Günümüzde teşviklerin büyük bir çeşitlilik göstermesinde ülkelerin ekonomik gelişmişlik seviyeleri, bölgelerarasında olan gelişmişlik farkları, ülkelerin ekonomik, kültürel ve siyasi ilişkileri son derece etkilidir. Bu kapsamda teşvik uygulamaları genel ve bölgesel teşvik uygulamaları, büyük ölçekli yatırımların teşviki ve stratejik yatırımların teşviki şeklinde sınıflandırılabilmektedirler. Ekonomik teşviklerin ulusal, bölgesel ve yerel kalkınma açısından oldukça önem arz ettiği söylenebilir. Ancak uygulanan teşviklerin etkinliğinin ampirik olarak ölçümü yatırımlara ilişkin teşvik sistemi dışında pek çok etkenin de devreye girmesi sebebiyle oldukça zor olmaktadır.

Teşvikler kısa vadede ekonomik ve sosyal hayata olumlu katkı sağlamasının yanında olumsuz dışsallıkları da barındırmaktadır. Kamu kaynaklarının teşvik aracılığı ile özel kesime transfer edilmesi aşamasında oluşan verimsizliklerdir. Amacına ulaşamayan, istenilen verimlilikten sonuç alınamayan uygulamalar akademisyenler, özel ve devlet kesimi temsilcileri, politikacılar tarafından araştırma

ve tartışma konusudur. Bunun sonucunda kalkınması istenilen sektörlerin ya da faaliyetlerin desteklenmesi adına diğer sektör ya da faaliyetlerden fedakarlık yapılması verimsizlik ve etkinsizlikleri de beraberinde getirmektedir.

Teşvik politikaları sağlamış oldukları imkanların haricinde belirli bölgelere, sektörlere kaynakların dağıtılmasından dolayı haksız rekabete neden olduğuna dair görüşlere, eleştirilere yol açmaktadır. Sunulan imkanlardan elde edilen katma değer gelişmiş bölgelere, sektörlere mi kayıyor yoksa geliştirilmek istenen bölge, sektör üzerinde bir yarar mı sağlıyor? Bu olumsuzlukları gidermek, teşvikten verim sağlayabilmek adına yeni teşvik sitemine geçiş yapılmıştır ve bu teşvik sistemi günümüzde daha da geliştirilmiştir. Ülke ekonomisine ve ülkenin ithalat yükünü hafifletmeye odaklı bir teşvik sistemi uygulanmaktadır.

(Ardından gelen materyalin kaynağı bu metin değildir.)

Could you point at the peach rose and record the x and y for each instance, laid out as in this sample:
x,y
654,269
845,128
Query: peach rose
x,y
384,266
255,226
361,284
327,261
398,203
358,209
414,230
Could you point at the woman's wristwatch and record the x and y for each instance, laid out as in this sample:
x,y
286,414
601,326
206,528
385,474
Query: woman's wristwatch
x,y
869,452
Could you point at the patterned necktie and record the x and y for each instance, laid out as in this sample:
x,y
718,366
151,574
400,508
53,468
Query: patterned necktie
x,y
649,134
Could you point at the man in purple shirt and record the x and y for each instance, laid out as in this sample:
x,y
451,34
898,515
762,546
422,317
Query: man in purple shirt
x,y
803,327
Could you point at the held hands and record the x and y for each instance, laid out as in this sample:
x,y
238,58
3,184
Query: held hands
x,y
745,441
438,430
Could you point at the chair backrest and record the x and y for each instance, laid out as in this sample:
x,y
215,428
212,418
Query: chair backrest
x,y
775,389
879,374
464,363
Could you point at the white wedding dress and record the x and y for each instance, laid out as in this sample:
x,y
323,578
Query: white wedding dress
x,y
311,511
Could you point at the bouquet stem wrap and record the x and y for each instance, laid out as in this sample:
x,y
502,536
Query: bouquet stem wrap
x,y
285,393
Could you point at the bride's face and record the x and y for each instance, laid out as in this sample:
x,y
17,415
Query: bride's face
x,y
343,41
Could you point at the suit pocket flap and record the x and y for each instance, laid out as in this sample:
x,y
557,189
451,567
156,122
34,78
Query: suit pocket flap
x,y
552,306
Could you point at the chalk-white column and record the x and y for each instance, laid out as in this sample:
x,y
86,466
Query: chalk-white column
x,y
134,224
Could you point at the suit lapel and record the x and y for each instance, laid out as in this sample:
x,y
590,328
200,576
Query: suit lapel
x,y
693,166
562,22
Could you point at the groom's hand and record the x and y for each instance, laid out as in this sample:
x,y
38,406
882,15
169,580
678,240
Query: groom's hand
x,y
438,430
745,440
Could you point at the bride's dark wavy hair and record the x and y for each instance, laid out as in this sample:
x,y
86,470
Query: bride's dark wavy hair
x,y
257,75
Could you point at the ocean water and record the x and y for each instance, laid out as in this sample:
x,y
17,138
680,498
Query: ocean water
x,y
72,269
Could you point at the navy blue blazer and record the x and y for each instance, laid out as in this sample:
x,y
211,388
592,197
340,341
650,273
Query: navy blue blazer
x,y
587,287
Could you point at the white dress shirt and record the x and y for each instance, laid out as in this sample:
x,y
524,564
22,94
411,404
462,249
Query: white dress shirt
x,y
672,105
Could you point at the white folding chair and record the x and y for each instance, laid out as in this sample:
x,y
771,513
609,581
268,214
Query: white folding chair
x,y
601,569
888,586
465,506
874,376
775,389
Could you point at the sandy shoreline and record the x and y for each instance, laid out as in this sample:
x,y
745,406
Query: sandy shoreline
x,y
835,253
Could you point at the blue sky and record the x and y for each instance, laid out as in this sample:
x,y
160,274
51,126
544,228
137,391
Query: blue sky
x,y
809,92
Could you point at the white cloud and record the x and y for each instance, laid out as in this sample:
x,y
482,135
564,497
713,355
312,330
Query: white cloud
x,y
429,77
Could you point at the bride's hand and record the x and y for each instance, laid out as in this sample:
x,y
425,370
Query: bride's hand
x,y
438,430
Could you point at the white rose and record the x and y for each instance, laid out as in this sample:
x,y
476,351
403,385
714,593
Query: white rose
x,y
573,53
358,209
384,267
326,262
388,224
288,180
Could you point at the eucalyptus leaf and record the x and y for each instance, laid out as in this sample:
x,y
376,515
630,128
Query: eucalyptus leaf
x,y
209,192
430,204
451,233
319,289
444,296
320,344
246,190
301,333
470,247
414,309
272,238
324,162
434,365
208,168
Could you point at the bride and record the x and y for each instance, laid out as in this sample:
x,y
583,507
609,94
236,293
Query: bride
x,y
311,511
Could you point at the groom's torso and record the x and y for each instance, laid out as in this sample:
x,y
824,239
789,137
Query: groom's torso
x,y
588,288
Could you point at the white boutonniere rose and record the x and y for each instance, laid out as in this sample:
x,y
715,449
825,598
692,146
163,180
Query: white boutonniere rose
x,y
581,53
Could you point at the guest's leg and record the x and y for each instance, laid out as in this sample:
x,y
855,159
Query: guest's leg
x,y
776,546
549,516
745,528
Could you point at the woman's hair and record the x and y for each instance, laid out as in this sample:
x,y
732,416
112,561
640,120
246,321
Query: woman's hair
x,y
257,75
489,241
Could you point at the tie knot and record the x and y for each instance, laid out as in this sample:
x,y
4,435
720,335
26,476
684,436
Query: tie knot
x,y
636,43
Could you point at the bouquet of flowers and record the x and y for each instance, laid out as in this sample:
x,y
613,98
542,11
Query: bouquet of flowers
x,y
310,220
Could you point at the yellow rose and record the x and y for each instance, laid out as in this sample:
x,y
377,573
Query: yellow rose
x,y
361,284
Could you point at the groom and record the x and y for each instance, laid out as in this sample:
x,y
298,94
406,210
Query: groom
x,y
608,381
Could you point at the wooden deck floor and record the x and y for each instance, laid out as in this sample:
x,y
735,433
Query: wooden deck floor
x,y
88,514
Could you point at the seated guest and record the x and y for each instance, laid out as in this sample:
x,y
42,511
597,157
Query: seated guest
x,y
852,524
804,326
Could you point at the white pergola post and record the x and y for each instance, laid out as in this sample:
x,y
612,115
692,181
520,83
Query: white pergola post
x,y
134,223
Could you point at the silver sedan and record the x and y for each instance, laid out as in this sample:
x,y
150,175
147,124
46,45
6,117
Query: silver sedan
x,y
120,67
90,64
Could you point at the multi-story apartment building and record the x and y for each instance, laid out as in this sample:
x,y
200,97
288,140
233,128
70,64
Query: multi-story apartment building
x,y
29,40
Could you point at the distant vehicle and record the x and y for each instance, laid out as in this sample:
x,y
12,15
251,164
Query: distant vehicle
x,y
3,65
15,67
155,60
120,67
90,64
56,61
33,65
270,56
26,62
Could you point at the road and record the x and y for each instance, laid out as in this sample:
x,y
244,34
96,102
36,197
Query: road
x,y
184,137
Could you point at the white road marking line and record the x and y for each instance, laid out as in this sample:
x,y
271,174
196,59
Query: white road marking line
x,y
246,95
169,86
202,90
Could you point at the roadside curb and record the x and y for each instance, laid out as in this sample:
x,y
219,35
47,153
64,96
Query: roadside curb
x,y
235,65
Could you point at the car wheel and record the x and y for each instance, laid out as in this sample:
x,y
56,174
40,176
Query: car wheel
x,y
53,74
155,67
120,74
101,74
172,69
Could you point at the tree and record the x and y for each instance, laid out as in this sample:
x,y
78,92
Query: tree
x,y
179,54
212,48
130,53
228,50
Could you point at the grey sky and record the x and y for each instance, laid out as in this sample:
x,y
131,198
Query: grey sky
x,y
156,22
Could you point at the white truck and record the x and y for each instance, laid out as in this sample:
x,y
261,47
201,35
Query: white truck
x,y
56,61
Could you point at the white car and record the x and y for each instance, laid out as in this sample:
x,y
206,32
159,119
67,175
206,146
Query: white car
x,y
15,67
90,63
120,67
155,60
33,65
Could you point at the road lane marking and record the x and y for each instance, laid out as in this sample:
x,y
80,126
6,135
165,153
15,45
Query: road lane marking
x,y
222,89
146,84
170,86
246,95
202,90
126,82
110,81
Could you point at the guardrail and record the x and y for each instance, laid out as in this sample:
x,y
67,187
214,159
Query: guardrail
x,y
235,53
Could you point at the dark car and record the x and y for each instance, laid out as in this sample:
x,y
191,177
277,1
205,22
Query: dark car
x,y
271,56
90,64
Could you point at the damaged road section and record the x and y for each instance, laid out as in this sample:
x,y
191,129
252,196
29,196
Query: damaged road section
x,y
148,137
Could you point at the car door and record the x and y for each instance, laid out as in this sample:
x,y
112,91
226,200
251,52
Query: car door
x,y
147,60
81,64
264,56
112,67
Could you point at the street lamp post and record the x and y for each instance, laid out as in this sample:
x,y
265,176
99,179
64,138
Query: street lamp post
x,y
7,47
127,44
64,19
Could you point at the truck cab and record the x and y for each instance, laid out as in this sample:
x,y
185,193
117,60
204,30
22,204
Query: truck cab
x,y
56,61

Türkiye’de uygulanan 2012’den önce ki teşvik politikalarından ana hatları itibariyle yatırım hacminde artış ve ihracat düzeyinin artması ekseninde ekonomik büyüme ve istihdam başta olmak üzere makro değişkenlerde olumlu bir sonuç ortaya çıkarması beklenmekteydi ve bu olumsuzlukları gidermek için yeni teşvik sistemi ile kalite ve yaratıcılık unsurları, yenilikçi politika doğrultusunda geçiş yapılmıştır.

Yeni teşvik sistemine geçiş ile dünya pazarında doyuma ulaşmış olan stratejik ve teknolojik ürünlerin üretimi 2012’den günümüze kadar teşvik edilmektedir. Temel hedef ise, Türkiye’ de ekonomik ve sosyal kriterleri Avrupa Birliğine yakınlaştırmaktır. Proje bazlı sistemine geçiş ile her projenin kendine özgü bir grafiği olduğu bilincine varılıp, teşvikler bu doğrultuda verilmiştir. Bu teşvik sistemi ile teşvik edilen alanlar sayesinde cari açık kapatılacak, dışa bağımlılık azaltılacak, ortaya üretim çıkarılacak, bu sayede de istihdam arttırılmış olacaktır.